Wednesday, May 2, 2007

A Midsummer Night's Dream: Character Analysis on Theseus

Out of the many characters in A Midsummer Night's Dream, one of the first ones we are introduced to is Theseus. Theseus is a famous and heroic character in many other stories concerning Ancient Greece, however in this story you can't help but dislike Theseus sightly. As the duke of his town, he is the leader of the things that goes on, more importantly marriages. Hermia is a girl that loves a man named Lysander and he loves her back, but is promised by her father to another man named Demetrius who also "loves" her (she does not share the same feeling). Athenian law states that the daughter must obey the father and marry whoever the father wishes regardless of what she wants, or else she is allowed to be killed by the father. Theseus knows that Hermia doesn't wish to marry Demetrius and wants to marry Lysander, however Hermia's father has the law on his side and therefor has Theseus on his side. Even when Lysander tells Theseus about Demetrius' incredibly shameful abandonment of Helena (another girl he once "loved") for Hermia, Theseus simply dismissed it and ignores that fact and continues to support Demetrius and Hermia's father.
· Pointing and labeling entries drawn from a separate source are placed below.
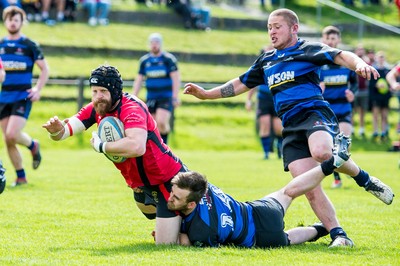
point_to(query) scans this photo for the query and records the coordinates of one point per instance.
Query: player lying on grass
(213, 218)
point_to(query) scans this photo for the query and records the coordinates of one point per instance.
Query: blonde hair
(11, 11)
(289, 15)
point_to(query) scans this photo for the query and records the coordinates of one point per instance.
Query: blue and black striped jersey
(157, 71)
(219, 220)
(337, 80)
(292, 75)
(19, 58)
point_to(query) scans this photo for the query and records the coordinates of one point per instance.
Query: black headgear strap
(109, 78)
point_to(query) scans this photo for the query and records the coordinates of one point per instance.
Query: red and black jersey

Theseus is a man of the law and therefor must follow the rules and cultural traditions. One such tradition is that women really have no say in what goes on in their lives. They are married off and treated somewhat like objects of men. Theseus simply disregards Hermia's wishes and supports the father fully because the law states that the father has final say and even the right to kill the daughter if she disobeys. He offers Hermia a nun's life, the life of a single woman who is to be chast for her entire life as the only alternative to marrying who her father wants. Theseus seems too caught up in his own awaiting marriage and affairs to really hear out Hermia and Lysander's side of things and simply goes by the book enforcing the law to his full extent, in which case is not such a good thing.